I understand that if you roll $10$ $6$-faced dice (D6) the different outcomes should be $60,466,176$ right? (meaning $1/60,466,176$ probability)
but if you are playing a board-game, you don't care about that right? what matters is the sum of the numbers in the end, so it should anyway be $1/60$ instead of whatever right? because its a sum not $10$ individual rolls.
so a $60$ face die (D60) should be the same as rolling all the dice right? if not can someone please explain? I've been looking all over the net for a compelling answer but there is none. I've seen a D60 can be used as $2$ D6 but also there is no explanation for this.
if not, what would be the number of faces needed for an equivalent single die that can replace $10$ D6. I know so far the D120 is the last possible die that can be made, but it doesn't matter, I just want to know too...
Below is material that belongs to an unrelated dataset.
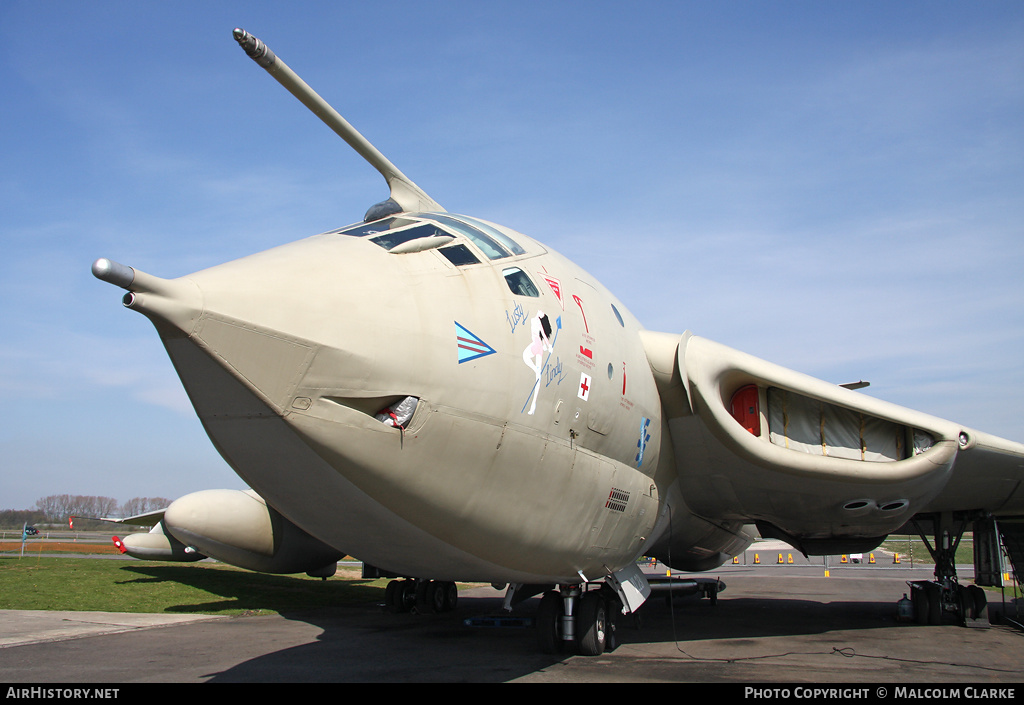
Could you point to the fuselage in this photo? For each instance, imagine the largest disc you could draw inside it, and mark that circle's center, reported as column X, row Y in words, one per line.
column 534, row 451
EDIT: Sorry I forgot to mention in some tabletop games Dice can have $0$, so you'd treat all $6$ sided dice as going from $0$ to $5$, making minimum value of $0$ possible in all $10$ rolls. But still that changes the maximum in the same way minimum used to be, now the max you get in 6 sided dice is $50$, while on the 60 sided die it would be $59$ if we apply a $-1$ to all results... it gets messy, and this detail doesn't really change much
No, the probability distribution of the sum of the faces of rolling $10$ $6$-sided dice is different than that of rolling a single $60$-sided die.
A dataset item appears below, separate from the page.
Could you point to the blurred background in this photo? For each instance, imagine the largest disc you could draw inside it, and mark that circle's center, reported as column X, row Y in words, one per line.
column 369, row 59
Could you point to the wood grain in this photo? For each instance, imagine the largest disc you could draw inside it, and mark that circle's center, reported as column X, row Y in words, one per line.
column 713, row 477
For obvious reasons, this is because you can roll any number between $1$ and $9$ with a $60$-sided die, but cannot attain such a sum with $10$ $6$-sided dice.
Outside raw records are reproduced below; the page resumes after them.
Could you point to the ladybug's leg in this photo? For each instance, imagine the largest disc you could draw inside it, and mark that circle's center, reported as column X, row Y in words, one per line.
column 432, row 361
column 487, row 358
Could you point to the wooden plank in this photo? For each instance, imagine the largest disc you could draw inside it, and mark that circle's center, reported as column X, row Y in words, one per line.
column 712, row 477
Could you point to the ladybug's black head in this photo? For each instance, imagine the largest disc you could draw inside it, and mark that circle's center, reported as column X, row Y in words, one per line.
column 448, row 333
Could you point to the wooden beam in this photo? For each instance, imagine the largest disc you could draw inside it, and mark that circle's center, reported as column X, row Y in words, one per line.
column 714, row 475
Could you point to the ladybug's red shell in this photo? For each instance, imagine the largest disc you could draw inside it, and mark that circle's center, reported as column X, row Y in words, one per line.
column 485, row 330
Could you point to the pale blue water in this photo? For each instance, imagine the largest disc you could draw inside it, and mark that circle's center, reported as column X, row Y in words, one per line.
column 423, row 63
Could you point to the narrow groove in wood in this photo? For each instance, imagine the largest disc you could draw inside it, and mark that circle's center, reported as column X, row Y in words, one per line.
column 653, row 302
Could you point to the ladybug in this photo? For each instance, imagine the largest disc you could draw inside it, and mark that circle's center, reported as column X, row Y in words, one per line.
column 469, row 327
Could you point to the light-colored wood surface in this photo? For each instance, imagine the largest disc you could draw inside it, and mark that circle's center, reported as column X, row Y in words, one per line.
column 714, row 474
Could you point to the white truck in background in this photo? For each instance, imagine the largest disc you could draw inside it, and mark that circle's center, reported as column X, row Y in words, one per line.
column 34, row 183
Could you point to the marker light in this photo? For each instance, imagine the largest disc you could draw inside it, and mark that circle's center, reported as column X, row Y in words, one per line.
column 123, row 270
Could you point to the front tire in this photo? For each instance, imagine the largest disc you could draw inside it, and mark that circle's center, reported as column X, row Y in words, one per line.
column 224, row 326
The probability distribution of a single $6$-sided die can be modeled with the generating function $$\frac{1}{6}(x+x^2+x^3+x^4+x^5+x^6)$$ Where the coefficient of $x^k$ is the probability of rolling a $k$. Moreover, the probability distribution of the sum of rolling $10$ $6$-sided dice can be modeled as $$\frac{1}{6^{10}}(x+x^2+x^3+x^4+x^5+x^6)^{10}$$ Where the coefficient of $x^k$ is the probability of rolling a sum of $k$. It can be clearly seen that this expansion is completely different than the generating function that models the probability distribution of rolling a $60$-sided die i.e. $$\frac{1}{60}(x+x^2+x^3+\ldots+x^{59}+x^{60})$$
However, there are some interesting ideas that you can get from using these generating functions. For example, we have that $$\frac{1}{6}(x+x^2+x^3+x^4+x^5+x^6)$$ $$=\frac{1}{6}x(1+x+x^2+x^3+x^4+x^5)$$ $$=\frac{1}{6}x(1+x^3)(1+x+x^2)$$ $$=\frac{1}{6}x(1+x)(1-x+x^2)(1+x+x^2)$$ We can take two dice, and say that their generating function for their probability distribution is $$=\frac{1}{6^2}x^2(1+x)^2(1-x+x^2)^2(1+x+x^2)^2$$ $$=\frac{1}{6^2}[(1+x)(1+x+x^2)x^2][(1+x)(1+x+x^2)(1-x+x^2)^2]$$ $$=\frac{1}{6^2}[x^2+2x^3+2x^4+x^5][1+x^2+x^3+x^4+x^5+x^7]$$ This means we can replace two $6$-sided dice with, for example, a die with faces of $2,3,3,4,4,5$ and a die with faces of $0,2,3,4,5,7$, and the sum from rolling these two dice will have the same probability distribution as rolling two standard $6$-sided dice. We can extend this process to the generating functions for more $6$-sided dice and create some wacky dice that still have the same probability distribution.